Volkswagen is expected to make a site decision this month. Thomson Financial, citing an article to be published in the German magazine Auto Motor und Sport, reported that Volkswagen’s management board is set to decide on the site a week from today.
The plant could bring an estimated 2,000 jobs to Chattanooga while new factories operated by automotive suppliers could bring that many or more jobs to the region, experts have said.
Depending on the size of Volkswagen’s investment, Tennessee may have a new enticement as a result of a change quietly made to the state’s economic incentive package in this year’s legislative session.
An existing state job tax credit provides a $5,000 tax credit over a period of years for a company investing at least $1 billion and creating 1,000 jobs in Tennessee. The change extends the tax credit to an “integrated supplier” for a company investing $1 billion and would apply regardless of the supplier’s investment. But the duration of the credit would be shorter than it is for a company making the $1 billion investment, according to the law.

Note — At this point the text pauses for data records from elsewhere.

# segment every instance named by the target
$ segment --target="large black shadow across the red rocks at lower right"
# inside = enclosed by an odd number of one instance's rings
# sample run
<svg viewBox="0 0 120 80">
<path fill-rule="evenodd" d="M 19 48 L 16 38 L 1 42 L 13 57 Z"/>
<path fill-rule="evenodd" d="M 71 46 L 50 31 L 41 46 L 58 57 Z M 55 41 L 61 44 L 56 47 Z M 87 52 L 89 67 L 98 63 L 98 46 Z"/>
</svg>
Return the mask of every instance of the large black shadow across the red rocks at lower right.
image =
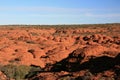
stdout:
<svg viewBox="0 0 120 80">
<path fill-rule="evenodd" d="M 88 69 L 91 73 L 99 73 L 113 69 L 115 65 L 120 65 L 120 54 L 118 54 L 118 56 L 116 56 L 115 58 L 108 56 L 97 57 L 94 59 L 90 59 L 89 61 L 84 62 L 82 64 L 80 63 L 81 59 L 79 58 L 73 58 L 73 62 L 70 62 L 69 61 L 70 59 L 71 57 L 69 56 L 64 60 L 57 62 L 56 64 L 53 65 L 50 71 L 76 72 L 76 71 Z"/>
</svg>

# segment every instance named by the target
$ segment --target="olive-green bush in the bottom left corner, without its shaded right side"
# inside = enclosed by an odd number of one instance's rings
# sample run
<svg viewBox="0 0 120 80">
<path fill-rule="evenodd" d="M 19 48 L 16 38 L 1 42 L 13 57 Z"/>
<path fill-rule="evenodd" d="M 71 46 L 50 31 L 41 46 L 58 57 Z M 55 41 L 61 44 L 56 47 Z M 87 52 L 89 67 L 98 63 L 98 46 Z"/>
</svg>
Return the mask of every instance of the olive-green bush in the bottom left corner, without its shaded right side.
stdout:
<svg viewBox="0 0 120 80">
<path fill-rule="evenodd" d="M 15 80 L 23 80 L 25 76 L 29 73 L 30 67 L 25 65 L 5 65 L 0 68 L 0 70 L 8 77 Z"/>
</svg>

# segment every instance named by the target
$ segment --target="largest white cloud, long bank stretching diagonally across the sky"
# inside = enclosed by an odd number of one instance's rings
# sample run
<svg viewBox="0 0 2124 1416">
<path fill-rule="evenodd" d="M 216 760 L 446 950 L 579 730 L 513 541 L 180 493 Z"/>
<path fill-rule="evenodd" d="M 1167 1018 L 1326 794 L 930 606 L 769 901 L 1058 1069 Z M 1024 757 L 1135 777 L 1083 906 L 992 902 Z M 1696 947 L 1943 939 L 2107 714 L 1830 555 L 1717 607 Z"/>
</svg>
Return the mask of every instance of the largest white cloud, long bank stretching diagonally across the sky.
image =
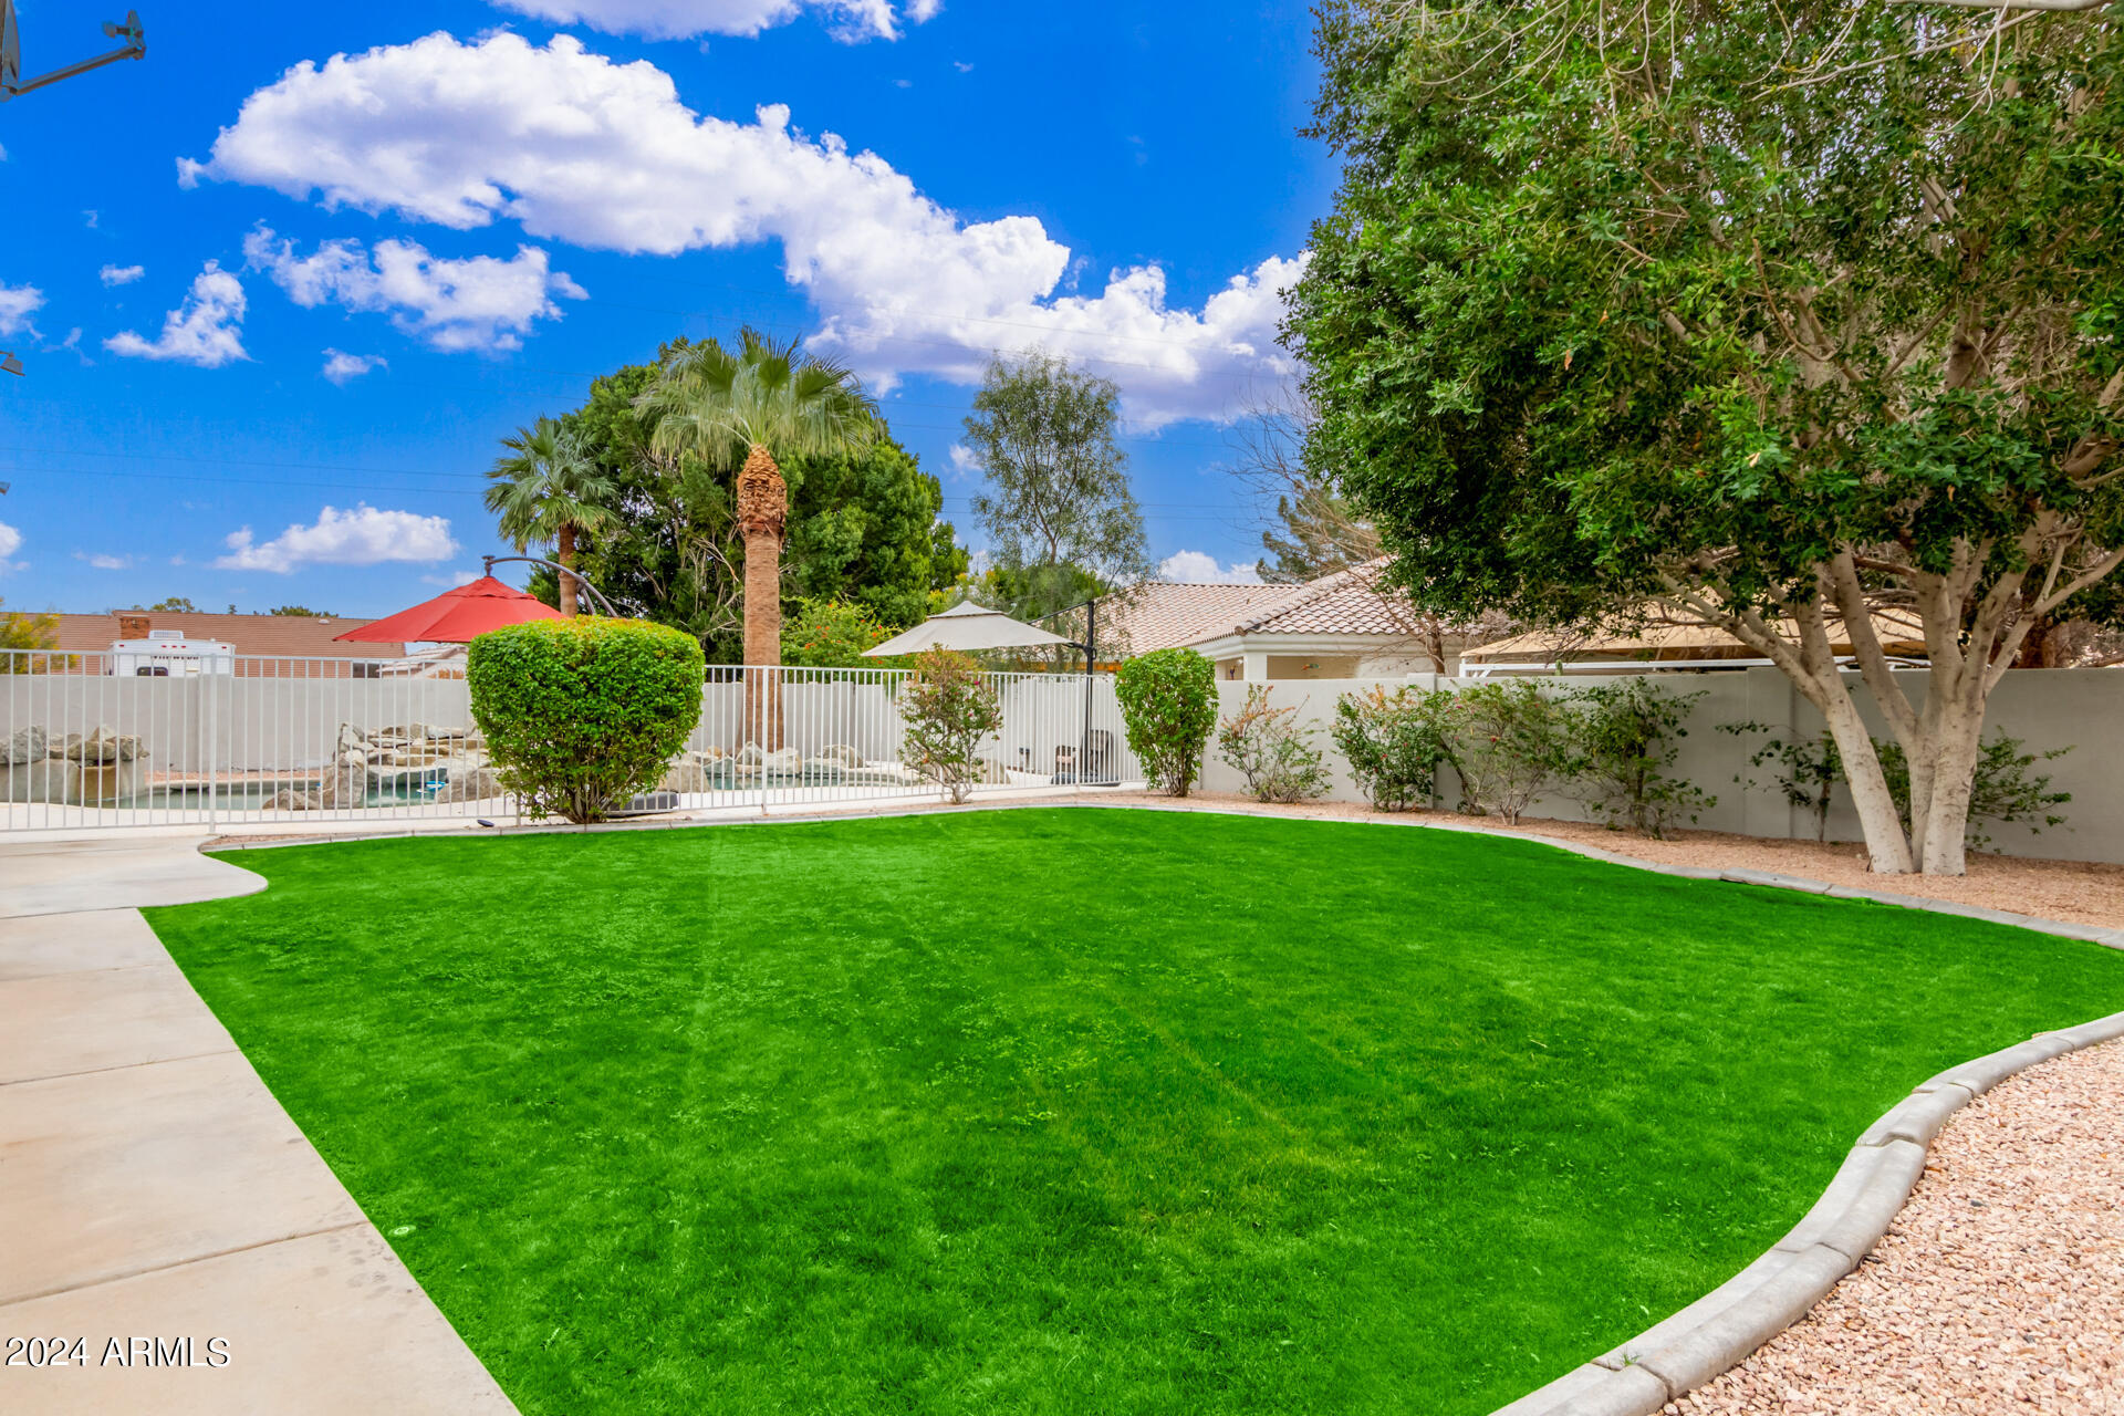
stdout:
<svg viewBox="0 0 2124 1416">
<path fill-rule="evenodd" d="M 1168 306 L 1147 265 L 1058 295 L 1079 259 L 1037 219 L 964 223 L 875 153 L 792 129 L 784 106 L 699 117 L 663 70 L 567 34 L 431 34 L 297 64 L 178 172 L 455 229 L 516 221 L 605 251 L 773 240 L 822 310 L 818 344 L 886 386 L 913 372 L 975 382 L 992 350 L 1045 346 L 1111 376 L 1126 416 L 1160 427 L 1230 420 L 1294 372 L 1279 289 L 1302 255 L 1234 276 L 1200 310 Z"/>
</svg>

“When you have a company that’s investing in a site in excess of a billion dollars, they tend to have suppliers and ancillary activities and potentially customers that want to locate in close proximity,” Mr. Kisber explained in an interview. “We found this is another effort to induce those activities to be in the state and hopefully in proximity to a billion-dollar-plus investment.”
State Revenue Commissioner Reagan Farr said the change would allow suppliers to “piggyback a little bit on that investment.”
Some figures have cited the cost of the Volkswagen plant at $1 billion or more. But the German magazine cited by Thomson this week pegged the cost of the plant at 500 million euros which, according to a Yahoo.com currency converter, comes to about $787 million.